7. È esemplare e attuale (all’inizio di settembre ’96) il caso dell’Olivetti. Di ristrutturazione in ristrutturazione sta arrivando alla liquidazione con le conseguenze immaginabili su decine di migliaia di famiglie. Dal canto suo invece l’ing. De Benedetti ha messo a segno un colpo quale non è mai riuscito né a Riina né a Berlusconi e di fronte al quale quello giocato dallo stesso De Benedetti al Banco Ambrosiano di Calvi è poca cosa (ma le operazioni di De Benedetti non sono “economia malavitosa”!). Alla fine del 1995 ha venduto, con un aumento di capitale guarda caso autorizzato dal Ministero del Tesoro (Dini), circa 2 miliardi di azioni Olivetti a 1.000 - 1.200 lire l’una, rastrellando 2.207 miliardi di lire (nel 1993 aveva rastrellato altri 950 miliardi, con la compiacenza del governo Ciampi che autorizzò l’operazione oltre che assegnargli il settore dei telefonini). Ora se vuole ricompera quelle azioni a 500 - 600 lire l’una, ma forse ha già altri affari in testa! Sembra che gli acquirenti del grosso delle azioni Olivetti (e quindi i principali derubati) siano stati Fondi Pensioni domiciliati a Londra, cioè società finanziarie con cui i capitalisti rastrellano e usano come capitale finanziario i risparmi conferiti da lavoratori in attesa di pensioni integrative. È un serio insegnamento sulla sorte che attende i risparmi dei lavoratori italiani che lo stesso Dini, con il taglio del sistema pensionistico, ha spinto verso la pensione integrativa! Forse al confronto anche gli sprechi e le ruberie dell’INPS appariranno poca cosa.

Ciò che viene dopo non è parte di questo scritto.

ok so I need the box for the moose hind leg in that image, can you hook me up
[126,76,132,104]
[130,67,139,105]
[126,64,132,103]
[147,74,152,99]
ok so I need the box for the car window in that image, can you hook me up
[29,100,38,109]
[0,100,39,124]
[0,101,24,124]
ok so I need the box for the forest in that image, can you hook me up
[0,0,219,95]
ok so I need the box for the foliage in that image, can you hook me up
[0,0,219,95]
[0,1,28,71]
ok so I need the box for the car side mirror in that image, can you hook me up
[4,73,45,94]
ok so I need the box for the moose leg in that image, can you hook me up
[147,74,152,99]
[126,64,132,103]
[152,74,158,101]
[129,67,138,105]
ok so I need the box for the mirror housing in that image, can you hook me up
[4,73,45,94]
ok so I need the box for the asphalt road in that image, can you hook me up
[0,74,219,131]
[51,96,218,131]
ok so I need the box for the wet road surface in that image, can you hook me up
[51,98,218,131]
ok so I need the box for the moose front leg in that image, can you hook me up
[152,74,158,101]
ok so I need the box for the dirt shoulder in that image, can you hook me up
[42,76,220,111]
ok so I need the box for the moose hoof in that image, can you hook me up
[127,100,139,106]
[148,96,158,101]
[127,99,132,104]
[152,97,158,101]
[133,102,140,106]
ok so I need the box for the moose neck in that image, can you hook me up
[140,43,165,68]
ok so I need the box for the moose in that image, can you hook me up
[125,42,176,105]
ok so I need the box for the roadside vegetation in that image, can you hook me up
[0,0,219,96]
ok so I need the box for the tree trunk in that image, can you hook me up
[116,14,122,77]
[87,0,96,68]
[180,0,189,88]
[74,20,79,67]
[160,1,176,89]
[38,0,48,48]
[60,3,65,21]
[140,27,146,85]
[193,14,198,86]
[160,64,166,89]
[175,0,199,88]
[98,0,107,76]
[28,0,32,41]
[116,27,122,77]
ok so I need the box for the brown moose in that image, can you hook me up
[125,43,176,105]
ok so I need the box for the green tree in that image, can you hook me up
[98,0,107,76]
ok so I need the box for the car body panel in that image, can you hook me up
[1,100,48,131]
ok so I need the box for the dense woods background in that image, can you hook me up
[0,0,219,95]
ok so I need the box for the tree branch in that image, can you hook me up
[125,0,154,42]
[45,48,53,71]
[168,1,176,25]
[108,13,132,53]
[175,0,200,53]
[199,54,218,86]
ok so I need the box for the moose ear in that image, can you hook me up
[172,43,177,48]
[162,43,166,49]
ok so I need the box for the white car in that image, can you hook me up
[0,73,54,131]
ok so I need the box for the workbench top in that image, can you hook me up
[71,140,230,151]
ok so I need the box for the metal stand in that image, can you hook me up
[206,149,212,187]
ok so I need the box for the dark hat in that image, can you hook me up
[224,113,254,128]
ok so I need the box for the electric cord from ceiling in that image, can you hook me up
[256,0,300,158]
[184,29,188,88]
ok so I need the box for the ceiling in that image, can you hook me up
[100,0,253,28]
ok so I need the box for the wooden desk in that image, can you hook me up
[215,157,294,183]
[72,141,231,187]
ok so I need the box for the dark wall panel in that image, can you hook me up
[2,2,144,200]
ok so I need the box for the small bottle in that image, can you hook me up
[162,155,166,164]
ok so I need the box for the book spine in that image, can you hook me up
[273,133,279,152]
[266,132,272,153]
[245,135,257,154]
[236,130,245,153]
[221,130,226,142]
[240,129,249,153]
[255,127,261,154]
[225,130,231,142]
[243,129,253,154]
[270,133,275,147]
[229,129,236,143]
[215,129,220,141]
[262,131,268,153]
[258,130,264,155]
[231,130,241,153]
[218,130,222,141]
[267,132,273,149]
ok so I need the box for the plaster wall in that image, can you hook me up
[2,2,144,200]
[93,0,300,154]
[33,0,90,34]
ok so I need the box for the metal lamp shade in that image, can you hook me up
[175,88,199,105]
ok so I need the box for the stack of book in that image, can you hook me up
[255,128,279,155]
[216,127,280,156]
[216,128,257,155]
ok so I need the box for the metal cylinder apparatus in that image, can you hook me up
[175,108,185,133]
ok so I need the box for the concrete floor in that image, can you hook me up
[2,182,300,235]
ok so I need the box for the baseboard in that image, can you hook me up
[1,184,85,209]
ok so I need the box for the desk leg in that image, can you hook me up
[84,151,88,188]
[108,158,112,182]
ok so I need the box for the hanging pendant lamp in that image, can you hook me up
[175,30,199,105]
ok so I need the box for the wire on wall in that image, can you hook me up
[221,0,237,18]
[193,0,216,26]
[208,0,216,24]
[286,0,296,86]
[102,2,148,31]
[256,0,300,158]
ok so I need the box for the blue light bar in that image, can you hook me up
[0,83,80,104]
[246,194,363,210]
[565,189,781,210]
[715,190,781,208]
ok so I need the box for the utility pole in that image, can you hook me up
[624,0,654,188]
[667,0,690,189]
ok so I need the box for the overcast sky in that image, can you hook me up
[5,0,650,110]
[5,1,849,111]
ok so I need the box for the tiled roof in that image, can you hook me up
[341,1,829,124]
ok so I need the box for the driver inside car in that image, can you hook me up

Certamente quello di De Benedetti è stato un buon lavoro per aumentare presso gli investitori esteri la fiducia nell’“azienda Italia” per la quale gli stessi governi, protettori e soci di De Benedetti, chiedono sacrifici ai lavoratori. Chiaro perché a De Benedetti non andava bene il concorrente Berlusconi installato a Palazzo Chigi?

 

8. A proposito del carattere soggettivo assunto dal denaro nell’ambito del capitalismo monopolistico di Stato, con la costituzione di un sistema monetario mondiale su base fiduciaria, si veda Rapporti Sociali n. 4, pag. 22 e 23.